The court found that Mason lacked standing to seek injunctive relief because, since he knew the truth, he was in no danger of future injury. There’s a split among district courts on this argument in false advertising cases; courts that reject it note that it vitiates the purpose of California’s consumer protection laws. But even if California allows plaintiffs to seek injunctive relief on behalf of the public regardless of whether they’re likely to suffer future harm themselves, federal courts have to follow Article III. “[A] plaintiff does not have standing to seek prospective injunctive relief against a manufacturer or seller engaging in false or misleading advertising unless there is a likelihood that the plaintiff would suffer future harm from the defendant's conduct—i.e ., the plaintiff is still interested in purchasing the product in question.”

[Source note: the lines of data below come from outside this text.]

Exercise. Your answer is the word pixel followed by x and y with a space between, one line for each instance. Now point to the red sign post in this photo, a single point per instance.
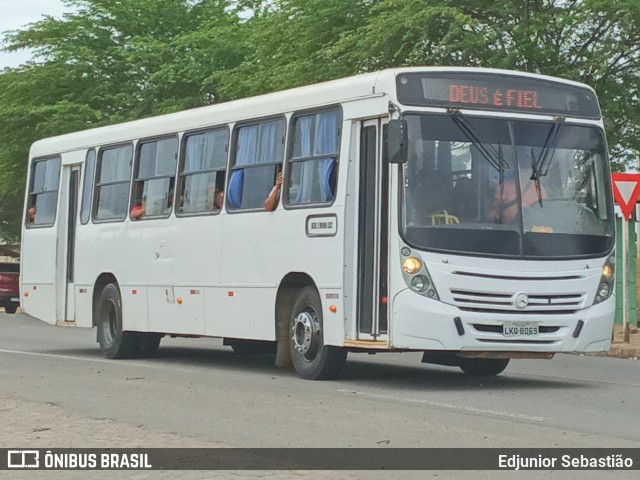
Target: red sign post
pixel 626 190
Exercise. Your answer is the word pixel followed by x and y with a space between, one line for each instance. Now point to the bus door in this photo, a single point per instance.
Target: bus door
pixel 373 218
pixel 66 242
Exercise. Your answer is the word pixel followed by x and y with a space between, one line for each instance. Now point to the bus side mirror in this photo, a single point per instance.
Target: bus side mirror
pixel 395 141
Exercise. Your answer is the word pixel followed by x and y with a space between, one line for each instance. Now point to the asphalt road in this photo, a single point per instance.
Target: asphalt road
pixel 56 390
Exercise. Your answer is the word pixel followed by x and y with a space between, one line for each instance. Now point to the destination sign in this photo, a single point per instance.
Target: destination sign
pixel 490 91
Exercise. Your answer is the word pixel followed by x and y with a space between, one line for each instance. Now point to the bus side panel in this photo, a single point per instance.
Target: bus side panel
pixel 258 265
pixel 84 305
pixel 38 273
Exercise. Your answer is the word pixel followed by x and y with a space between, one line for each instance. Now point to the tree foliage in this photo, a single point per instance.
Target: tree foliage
pixel 116 60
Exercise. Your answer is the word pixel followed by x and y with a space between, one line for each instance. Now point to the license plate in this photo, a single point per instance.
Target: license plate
pixel 520 329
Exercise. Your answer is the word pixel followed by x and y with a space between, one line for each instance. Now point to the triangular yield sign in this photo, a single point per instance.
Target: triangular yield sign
pixel 626 190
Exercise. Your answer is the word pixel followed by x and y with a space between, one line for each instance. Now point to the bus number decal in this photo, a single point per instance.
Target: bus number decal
pixel 322 225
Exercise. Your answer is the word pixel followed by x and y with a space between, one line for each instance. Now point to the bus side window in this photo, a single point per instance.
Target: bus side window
pixel 259 149
pixel 154 178
pixel 202 172
pixel 43 192
pixel 112 183
pixel 313 159
pixel 87 188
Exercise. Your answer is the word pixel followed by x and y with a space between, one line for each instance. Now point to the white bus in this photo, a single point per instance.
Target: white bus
pixel 464 213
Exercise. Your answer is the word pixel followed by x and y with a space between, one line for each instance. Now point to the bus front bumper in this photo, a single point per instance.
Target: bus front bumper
pixel 419 323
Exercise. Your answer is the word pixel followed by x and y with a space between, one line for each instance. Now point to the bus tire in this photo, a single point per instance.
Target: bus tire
pixel 312 360
pixel 114 342
pixel 483 366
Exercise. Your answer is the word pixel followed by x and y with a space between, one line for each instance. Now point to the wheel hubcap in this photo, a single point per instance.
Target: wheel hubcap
pixel 305 334
pixel 111 324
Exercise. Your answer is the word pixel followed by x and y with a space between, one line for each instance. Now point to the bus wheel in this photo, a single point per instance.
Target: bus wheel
pixel 483 366
pixel 114 343
pixel 310 357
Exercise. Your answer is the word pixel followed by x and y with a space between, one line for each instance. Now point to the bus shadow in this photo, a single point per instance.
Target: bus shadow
pixel 434 377
pixel 359 371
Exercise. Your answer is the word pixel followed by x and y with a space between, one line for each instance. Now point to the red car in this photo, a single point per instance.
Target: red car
pixel 9 287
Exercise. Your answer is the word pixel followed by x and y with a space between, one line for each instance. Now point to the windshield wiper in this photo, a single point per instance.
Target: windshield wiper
pixel 488 151
pixel 540 166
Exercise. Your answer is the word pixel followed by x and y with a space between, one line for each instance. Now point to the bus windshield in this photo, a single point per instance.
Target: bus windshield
pixel 513 188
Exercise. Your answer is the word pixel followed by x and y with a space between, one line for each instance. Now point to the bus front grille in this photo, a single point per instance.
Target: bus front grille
pixel 504 302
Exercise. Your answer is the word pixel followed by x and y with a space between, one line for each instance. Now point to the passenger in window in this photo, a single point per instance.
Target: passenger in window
pixel 271 202
pixel 218 198
pixel 138 210
pixel 505 206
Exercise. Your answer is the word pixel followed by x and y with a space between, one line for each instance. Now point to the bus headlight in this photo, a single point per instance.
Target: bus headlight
pixel 419 283
pixel 411 265
pixel 605 287
pixel 416 275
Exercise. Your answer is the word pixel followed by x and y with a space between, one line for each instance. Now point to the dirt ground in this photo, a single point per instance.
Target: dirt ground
pixel 622 349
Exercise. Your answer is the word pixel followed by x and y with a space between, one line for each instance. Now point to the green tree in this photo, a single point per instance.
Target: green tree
pixel 109 61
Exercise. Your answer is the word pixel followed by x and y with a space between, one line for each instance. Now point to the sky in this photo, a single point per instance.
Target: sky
pixel 15 14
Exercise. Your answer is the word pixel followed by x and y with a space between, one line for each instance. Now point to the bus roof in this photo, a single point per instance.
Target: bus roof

In ADA cases, the Ninth Circuit held that injunctive relief is only available when there was likely injury in the future related to the plaintiff’s own disability. Chapman v. Pier 1 Imports (U.S.) Inc., 631 F.3d 939 (9th Cir. 2011) (not a class action, and dealing with a statute in which injunctive relief is the only remedy available to private plaintiffs, thus making the redressability inquiry a different one). A plaintiff must desire to return to the noncompliant accommodation; plaintiffs lack standing if they don’t really intend to return, or if the barriers at issue don’t pose a real and immediate threat to them given their particular disabilities. If ADA plaintiffs have to show likely future injury, consumer plaintiffs must too. There was no likely future injury if a plaintiff had no interest in buying the product again because it didn’t work as advertised. (I don’t really get this. If a plaintiff satisfies Article III for a claim, as Mason unquestionably did, why does Article III also govern whether s/he gets to ask for each and every form of remedy that might be available, when a statute makes multiple remedies available?)
The court continued: this result means that injunctive relief won’t be available in federal court in many false advertising cases, though there may be cases in which a consumer would still be interested in purchasing a properly labeled product. And anyway, Article III trumps California’s consumer protection law. Consumers who seek injunctive relief can sue in state court. (NB: unless CAFA applies, given that there will be Article III standing for their damages claims! Sorry ‘bout that.)
So the CLRA claim went in its entirety, since it was just for injunctive relief, as did the injunctive relief claims under the UCL and FAL.
The court declined to dismiss the warranty claims based on Mason’s failure to provide notice to defendant, because he bought the product from CVS, not directly from NI, and thus wasn’t required to give NI notice. It didn’t have occasion to resolve which, if any, of NI’s representations fit the Magnuson-Moss Warranty Act’s definition of “written warranty.”